Kuranda itself was mostly a tourist trap with lots of stores selling crafts, trinkets, pictures, etc. The billing was goods made by the locals. Jean was looking for a Koala bear and found one that she like, looked at the label and found it was made in Tiawan. Guess it's the same thing the world over.

So we went for lunch in a nice setting instead.

I ordered a hamburger with "The Lot" It came with a fried egg, pineapple, cheese, lettuce, tomato, onions and a few other goodies. Often you'll get beets instead of pineapple when you order the lot. After slapping these two halves together, it was a real struggle to get my mouth around it. It was a bit sloppy and wet and of course most restaurants now only give you one tiny little napkin to go with the meal, so I had to lick my fingers clean.

We went down by rail. This railway is now just for tourists, but it was originally built in the 1870s to service the Atherton Tablelands where they had discovered gold and tin. These lands are high up above the coastal region. Before that, the route up was almost impassible even on foot and in the wet season no supplies could get to or from the highlands.

During the construction of the railway, a 12 year old girl broke her leg and needed to get to the hospital. I apparently took them a week to walk her down the mountain into Cairns.

There are 15 tunnels on the trip, all built by hand and dynamite.

The long trip down went along the Barron River and then up another valley, made a U-Turn and came down the otherside of that valley, in order to get enough length to get down at a reasonable grade. At the U-Turn point, there was an impressive waterfall. Here you can see the train making the turn in front of it.

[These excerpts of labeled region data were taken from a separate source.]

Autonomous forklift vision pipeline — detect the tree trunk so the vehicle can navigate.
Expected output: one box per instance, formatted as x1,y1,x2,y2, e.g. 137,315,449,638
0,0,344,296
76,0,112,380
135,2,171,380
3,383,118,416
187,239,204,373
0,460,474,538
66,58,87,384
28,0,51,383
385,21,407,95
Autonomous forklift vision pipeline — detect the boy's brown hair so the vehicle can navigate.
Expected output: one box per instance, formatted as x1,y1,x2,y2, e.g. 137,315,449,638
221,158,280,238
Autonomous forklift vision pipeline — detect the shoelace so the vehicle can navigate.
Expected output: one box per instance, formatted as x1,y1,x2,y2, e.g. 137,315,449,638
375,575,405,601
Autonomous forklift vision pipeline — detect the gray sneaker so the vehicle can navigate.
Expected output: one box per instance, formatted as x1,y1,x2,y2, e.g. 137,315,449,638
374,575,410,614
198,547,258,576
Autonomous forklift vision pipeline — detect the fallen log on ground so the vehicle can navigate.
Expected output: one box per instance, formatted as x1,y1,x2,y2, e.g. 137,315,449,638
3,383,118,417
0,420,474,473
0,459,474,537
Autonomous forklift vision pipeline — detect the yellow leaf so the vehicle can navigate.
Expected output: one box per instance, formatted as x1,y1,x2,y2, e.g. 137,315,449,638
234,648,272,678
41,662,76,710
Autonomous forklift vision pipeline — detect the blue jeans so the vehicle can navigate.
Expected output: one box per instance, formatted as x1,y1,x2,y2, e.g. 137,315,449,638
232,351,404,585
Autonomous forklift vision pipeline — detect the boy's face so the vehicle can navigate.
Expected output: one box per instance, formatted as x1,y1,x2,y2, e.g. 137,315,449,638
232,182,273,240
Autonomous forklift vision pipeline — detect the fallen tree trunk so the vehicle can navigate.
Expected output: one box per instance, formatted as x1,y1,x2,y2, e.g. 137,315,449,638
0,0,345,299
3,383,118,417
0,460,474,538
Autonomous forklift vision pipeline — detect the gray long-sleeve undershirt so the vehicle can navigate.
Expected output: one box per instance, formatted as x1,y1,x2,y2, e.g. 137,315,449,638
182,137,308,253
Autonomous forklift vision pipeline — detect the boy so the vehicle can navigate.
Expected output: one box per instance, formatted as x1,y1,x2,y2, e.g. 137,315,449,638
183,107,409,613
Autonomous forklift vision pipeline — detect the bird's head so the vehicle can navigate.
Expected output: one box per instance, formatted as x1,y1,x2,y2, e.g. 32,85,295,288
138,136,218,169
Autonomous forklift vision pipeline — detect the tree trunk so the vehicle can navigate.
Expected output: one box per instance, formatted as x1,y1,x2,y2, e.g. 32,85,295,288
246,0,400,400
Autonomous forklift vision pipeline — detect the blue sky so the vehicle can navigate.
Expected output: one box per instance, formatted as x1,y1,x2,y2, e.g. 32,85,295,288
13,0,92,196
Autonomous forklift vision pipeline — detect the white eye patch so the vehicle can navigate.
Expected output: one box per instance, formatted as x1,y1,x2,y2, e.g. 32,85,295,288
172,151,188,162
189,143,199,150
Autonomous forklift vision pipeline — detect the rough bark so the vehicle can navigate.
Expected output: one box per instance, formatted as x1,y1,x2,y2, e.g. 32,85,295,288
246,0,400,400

And a close-up of the waterfall. The trip down by rail took about an hour and a half. Very rugged country.

For supper, we went to the Red Ochre Restaurant and ordered a platter consisting of Kangaroo, Emu and Lamb. The Kangaroos are not farmed, but instead are pests and are hunted and shot at night with powerful searchlights and high powered rifles. Fortunately, they served it as pieces of meat so Jean didn't have to look at the eyes watching her.....

We both thought the Kangaroo tasted good. A little tangy. The Emu was ok, but nothing special, and for Australians, they didn't do a very good job with the lamb. Phil's lamb the other night was much superior.